Erin O’Shea, and Harold Kim
One of the main challenges in the postgenomic era is to understand how genetic information is translated into quantitative transcriptional output. Transcription factors bind DNA at specific sequence motifs and they bind more strongly to some sites than others. In eukaryotic cells, some binding sites are in nucleosome-free regions and are readily accessible to transcription factors, while some sites are in nucleosomal regions and require energy-driven chromatin remodeling to become accessible. Why did organisms evolve to maintain transcription factor binding sites under nucleosomes? How do the variable affinity and accessibility of transcription factor binding sites contribute to quantitatively distinct transcriptional outputs?
There have been attempts to predict gene expression profile from the arrangement of transcription factor binding sites in the promoter region. However, quantitative data that link transcription factor input to gene expression output, known as the “gene regulation function”, and models that include the effect of nucleosomes are missing. The goal of our research was (i) to characterize a eukaryotic promoter by its gene regulation function, especially in terms of how readily the gene is expressed (threshold) and how highly the gene can be expressed (maximum level), (ii) to rationalize these parameters with a mechanistic model that captures interactions among transcription factors, DNA and nucleosomes and (iii) to test whether the model can predict their quantitative changes when the interaction between the transcription factor and DNA is varied.
We studied the expression profile of a gene called PHO5 in budding yeast, which has well-defined transcription factor binding sites and nucleosome positions in its promoter. We modified the cell so that the transcription factor input can be dialed, and the resulting expression output from the downstream gene can be followed. Using fluorescent proteins as reporters of transcription factor and gene expression levels, we obtained the gene regulation function of the PHO5 promoter and investigated how sequence changes in transcription factor binding sites affect the gene regulation function.
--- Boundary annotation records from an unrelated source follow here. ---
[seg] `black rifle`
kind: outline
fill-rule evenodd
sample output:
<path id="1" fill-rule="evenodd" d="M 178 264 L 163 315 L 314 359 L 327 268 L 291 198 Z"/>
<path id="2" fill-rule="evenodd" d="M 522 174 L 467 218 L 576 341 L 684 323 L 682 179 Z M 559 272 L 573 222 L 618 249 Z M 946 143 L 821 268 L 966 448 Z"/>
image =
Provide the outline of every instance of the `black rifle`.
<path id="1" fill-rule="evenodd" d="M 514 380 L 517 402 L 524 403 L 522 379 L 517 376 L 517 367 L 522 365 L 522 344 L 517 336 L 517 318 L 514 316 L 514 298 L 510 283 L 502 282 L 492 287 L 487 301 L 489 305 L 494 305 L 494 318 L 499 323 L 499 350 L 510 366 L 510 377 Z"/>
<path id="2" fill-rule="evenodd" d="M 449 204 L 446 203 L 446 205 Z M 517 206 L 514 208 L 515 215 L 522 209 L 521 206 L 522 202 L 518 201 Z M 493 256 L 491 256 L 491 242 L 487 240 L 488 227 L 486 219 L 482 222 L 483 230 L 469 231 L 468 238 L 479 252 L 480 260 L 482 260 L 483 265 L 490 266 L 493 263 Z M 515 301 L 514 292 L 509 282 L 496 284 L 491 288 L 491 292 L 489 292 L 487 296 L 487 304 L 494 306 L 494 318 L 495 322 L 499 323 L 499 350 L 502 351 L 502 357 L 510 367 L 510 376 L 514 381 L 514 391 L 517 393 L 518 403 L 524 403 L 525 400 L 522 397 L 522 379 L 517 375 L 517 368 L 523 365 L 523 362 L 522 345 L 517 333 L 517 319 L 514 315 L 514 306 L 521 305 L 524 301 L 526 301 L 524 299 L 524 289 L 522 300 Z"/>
We incorporated the basic concept of transcription factor causing nucleosome removal into a quantitative model: (i) a transcription factor binds to the nucleosome-free region, (ii) adjacent nucleosomes are removed, (iii) general transcription machinery can assemble more easily and (vi) more frequent transcription occurs. This model faithfully predicted the observed changes in the gene regulation function upon altering the transcription factor-DNA interaction. Further analysis of the model revealed that in the absence of nucleosomes, threshold and maximum level are correlated and cannot be tuned independently. Our work underscores the role of nucleosomes in diversification of gene expression profile and provides a nice model for predicting gene expression profile from the promoter structure.